1. Start with Simple Algorithms: For discrete action spaces, start with DQN; for continuous action spaces, start with DDPG or SAC.

# For discrete action spaces
if isinstance(env.action_space, neurenix.rl.spaces.Discrete):
    agent = neurenix.rl.agents.DQNAgent(
        observation_space=env.observation_space,
        action_space=env.action_space,
        config={"learning_rate": 0.001, "gamma": 0.99}
    )
# For continuous action spaces
elif isinstance(env.action_space, neurenix.rl.spaces.Box):
    agent = neurenix.rl.agents.SACAgent(
        observation_space=env.observation_space,
        action_space=env.action_space,
        config={"learning_rate": 0.0003, "gamma": 0.99, "tau": 0.005}
    )

1. Consider Sample Efficiency: For tasks with limited samples, use off-policy algorithms like DQN, DDPG, or SAC.

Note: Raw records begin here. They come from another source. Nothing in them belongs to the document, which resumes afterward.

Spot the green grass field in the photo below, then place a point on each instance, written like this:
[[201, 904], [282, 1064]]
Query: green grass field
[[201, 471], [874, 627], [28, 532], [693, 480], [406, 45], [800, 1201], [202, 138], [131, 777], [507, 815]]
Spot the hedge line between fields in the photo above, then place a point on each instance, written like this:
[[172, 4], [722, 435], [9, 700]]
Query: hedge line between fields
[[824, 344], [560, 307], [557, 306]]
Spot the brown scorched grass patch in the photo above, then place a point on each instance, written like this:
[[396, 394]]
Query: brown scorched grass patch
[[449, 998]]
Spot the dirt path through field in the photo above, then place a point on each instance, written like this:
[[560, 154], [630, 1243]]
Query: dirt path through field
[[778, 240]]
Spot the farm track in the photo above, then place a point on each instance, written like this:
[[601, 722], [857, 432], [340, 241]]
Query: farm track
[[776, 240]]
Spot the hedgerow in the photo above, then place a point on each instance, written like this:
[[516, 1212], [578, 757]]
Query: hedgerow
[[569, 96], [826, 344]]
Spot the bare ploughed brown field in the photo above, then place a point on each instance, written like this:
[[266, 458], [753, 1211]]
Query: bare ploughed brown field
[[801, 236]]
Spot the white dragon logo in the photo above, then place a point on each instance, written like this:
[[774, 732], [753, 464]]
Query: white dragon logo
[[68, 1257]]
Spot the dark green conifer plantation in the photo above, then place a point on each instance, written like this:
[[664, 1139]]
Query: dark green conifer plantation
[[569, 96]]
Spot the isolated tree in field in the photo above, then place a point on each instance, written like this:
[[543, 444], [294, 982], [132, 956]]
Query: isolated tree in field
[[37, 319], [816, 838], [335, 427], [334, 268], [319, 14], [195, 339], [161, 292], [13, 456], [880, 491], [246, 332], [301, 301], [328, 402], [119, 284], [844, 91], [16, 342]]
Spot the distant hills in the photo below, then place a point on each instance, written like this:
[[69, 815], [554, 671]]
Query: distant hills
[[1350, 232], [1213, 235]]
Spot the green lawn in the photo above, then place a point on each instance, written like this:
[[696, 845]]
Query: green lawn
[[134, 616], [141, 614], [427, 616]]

2. Use Model-Based Methods for Complex Tasks: For complex tasks with sparse rewards, consider model-based methods like MBPO or Dreamer.

Hyperparameter Tuning¶

1. Start with Default Hyperparameters: Begin with the default hyperparameters provided in the documentation.

2. Tune Learning Rate and Batch Size: These are often the most important hyperparameters to tune.

3. Adjust Exploration Parameters: Fine-tune exploration parameters based on the task complexity.

Environment Preprocessing¶

1. Normalize Observations: Normalize observations to improve learning stability.

2. Stack Frames for Partial Observability: Stack consecutive frames for environments with partial observability.

3. Scale Rewards: Scale rewards to improve learning stability.

Tutorials¶

Training a DQN Agent on CartPole¶

import neurenix
import gym
from neurenix.rl.agents import DQNAgent
from neurenix.rl.wrappers import Monitor

# Create environment
env = gym.make("CartPole-v1")
env = Monitor(env, directory="./logs")

# Create agent
agent = DQNAgent(
    observation_space=env.observation_space,
    action_space=env.action_space,
    config={
        "learning_rate": 0.001,
        "gamma": 0.99,
        "epsilon_start": 1.0,
        "epsilon_end": 0.01,
        "epsilon_decay": 0.995,
        "buffer_size": 10000,
        "batch_size": 64,
        "update_frequency": 4,
        "target_update_frequency": 1000,
        "hidden_layers": [64, 64],
        "activation": "relu",
        "optimizer": "adam"
    }
)

# Training loop
num_episodes = 500
max_steps = 500
rewards = []

for episode in range(num_episodes):
    observation, _ = env.reset()
    episode_reward = 0

    for step in range(max_steps):
        # Select action
        action = agent.act(observation, explore=True)

        # Take action
        next_observation, reward, terminated, truncated, _ = env.step(action)
        done = terminated or truncated

        # Store experience
        agent.memory.add(observation, action, reward, next_observation, done)

        # Learn
        if len(agent.memory) > agent.batch_size:
            experiences = agent.memory.sample(agent.batch_size)
            agent.learn(experiences)

        # Update observation
        observation = next_observation
        episode_reward += reward

        # Check if episode is done
        if done:
            break

    # Update target network
    if episode % agent.target_update_frequency == 0:
        agent.update_target_network()

    # Decay epsilon
    agent.epsilon = max(
        agent.epsilon_end,
        agent.epsilon * agent.epsilon_decay
    )

    # Track rewards
    rewards.append(episode_reward)

    # Print progress
    if episode % 10 == 0:
        mean_reward = sum(rewards[-10:]) / 10
        print(f"Episode {episode}, Mean Reward: {mean_reward:.2f}, Epsilon: {agent.epsilon:.2f}")